Cinque anni fa la morte di Carlo Iuliano

Lo storico capo dell'ufficio stampa della squadra partenopea morì nel 2013

Cinque anni fa, il 6 febbraio 2013, moriva Carlo Iuliano, lo storico ed ultratrentennale capo, oltre che “inventore”, dell’ufficio stampa del Napoli. Aveva 71 anni, e della squadra partenopea aveva vissuto i tempi belli, quelli bellissimi e quelli brutti. Sempre con la stessa professionalità, passando da Corrado Ferlaino a Corbelli, da Naldi a Pierpaolo Marino. Iuliano, con la “I”, quello che molti prendevano per parente di Juliano, il “Totonno” capitano.

Quando morì, Maradona scrisse per lui bellissime parole: “Piango un caro amico e un grande giornalista”. Tutti lo ricordano in giacca chiara accanto al Pibe de Oro quando gli fece da padrone di casa nel giorno della presentazione allo stadio San Paolo. Era il luglio del 1984, le basi degli scudetti, della coppa Uefa, dei tanti trionfi, dello squadrone imbattibile del quale fu anche lui, “Carletto” (come lo chiamavano gli amici), padre, fratello, amico. La famiglia lo ricorderà con una Messa che sarà celebrata domani, 7 febbraio, nella Chiesa di San Vincenzo Pallotti, a via Manzoni, nei pressi del Corso Europa.
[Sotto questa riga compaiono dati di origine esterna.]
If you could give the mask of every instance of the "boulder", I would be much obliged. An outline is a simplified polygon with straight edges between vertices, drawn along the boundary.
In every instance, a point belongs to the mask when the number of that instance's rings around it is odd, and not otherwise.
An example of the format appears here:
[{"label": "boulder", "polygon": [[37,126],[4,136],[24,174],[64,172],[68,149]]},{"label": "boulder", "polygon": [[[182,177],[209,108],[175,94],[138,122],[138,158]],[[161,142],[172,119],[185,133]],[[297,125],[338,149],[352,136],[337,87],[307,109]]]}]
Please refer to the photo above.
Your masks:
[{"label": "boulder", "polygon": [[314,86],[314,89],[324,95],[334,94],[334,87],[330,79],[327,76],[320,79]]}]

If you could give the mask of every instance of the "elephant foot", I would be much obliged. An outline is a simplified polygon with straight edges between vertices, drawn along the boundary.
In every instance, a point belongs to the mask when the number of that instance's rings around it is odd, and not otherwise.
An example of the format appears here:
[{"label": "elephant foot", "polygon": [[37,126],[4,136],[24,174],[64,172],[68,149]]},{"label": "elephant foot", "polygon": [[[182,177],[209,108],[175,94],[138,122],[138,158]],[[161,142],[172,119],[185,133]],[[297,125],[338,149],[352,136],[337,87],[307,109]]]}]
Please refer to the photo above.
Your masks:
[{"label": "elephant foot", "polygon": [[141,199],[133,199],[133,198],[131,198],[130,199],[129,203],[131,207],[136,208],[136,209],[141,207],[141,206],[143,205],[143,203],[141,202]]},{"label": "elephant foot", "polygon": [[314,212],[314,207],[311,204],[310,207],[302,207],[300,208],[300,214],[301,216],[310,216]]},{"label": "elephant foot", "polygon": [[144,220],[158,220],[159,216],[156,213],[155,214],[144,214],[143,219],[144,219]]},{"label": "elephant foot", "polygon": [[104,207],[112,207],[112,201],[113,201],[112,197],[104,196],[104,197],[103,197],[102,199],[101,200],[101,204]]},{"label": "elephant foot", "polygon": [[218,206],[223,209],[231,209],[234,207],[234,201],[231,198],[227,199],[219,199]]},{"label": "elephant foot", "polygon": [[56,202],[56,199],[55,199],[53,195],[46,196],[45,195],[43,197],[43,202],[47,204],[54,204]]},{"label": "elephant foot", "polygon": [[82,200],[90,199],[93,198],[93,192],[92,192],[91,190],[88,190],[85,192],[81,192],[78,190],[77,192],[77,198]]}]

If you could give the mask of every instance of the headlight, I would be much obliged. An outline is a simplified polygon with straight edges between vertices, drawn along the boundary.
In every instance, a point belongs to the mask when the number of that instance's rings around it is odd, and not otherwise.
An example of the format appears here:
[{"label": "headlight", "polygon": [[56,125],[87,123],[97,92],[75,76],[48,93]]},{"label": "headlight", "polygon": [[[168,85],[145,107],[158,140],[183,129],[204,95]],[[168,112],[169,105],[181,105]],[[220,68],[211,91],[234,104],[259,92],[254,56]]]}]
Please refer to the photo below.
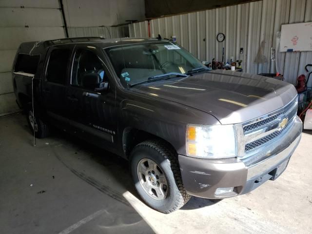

La figlia Raffaella, giornalista come l’amato padre, continua a gestire su Facebook la pagina dedicata al genitore, che contiene tantissime fotografie oltre che dello Iuliano capo ufficio stampa, anche dello Iuliano papà e marito innamoratissimo della moglie Anna.

Questo il commovente post scritto oggi dalla figlia sul suo profilo Facebook:

"Le persone non finiscono. Questa è l'unica certezza che ho.
Non lo so dove sei, ma so che mi ascolti, anche se sono passati 5 anni da quel giorno maledetto.
Cinque anni. Il primo lustro di una vita senza te.
Nell'ombra del tuo ricordo, con il suono di quella voce ancora limpido nelle mie orecchie. E poi gli sguardi, i gesti, le esclamazioni e le abitudini che a dispetto del tempo restano presenti nel mio quotidiano.
1826 notti scandite dalla compagnia costante di un'atavica insonnia, tormentate dal desiderio irrealizzabile di vederti almeno una volta, con gli occhi chiusi a combattere contro quelle lacrime inutili e intollerabili, da soffocare con forza... perché tu non le sopporti. 
60 mesi che mi hanno reso più adulta, più forte, più scostante e disillusa. E sempre più sola.
"La vita va avanti", è il primo dei tuoi tanti insegnamenti. Ma quanto è difficile obbedirvi".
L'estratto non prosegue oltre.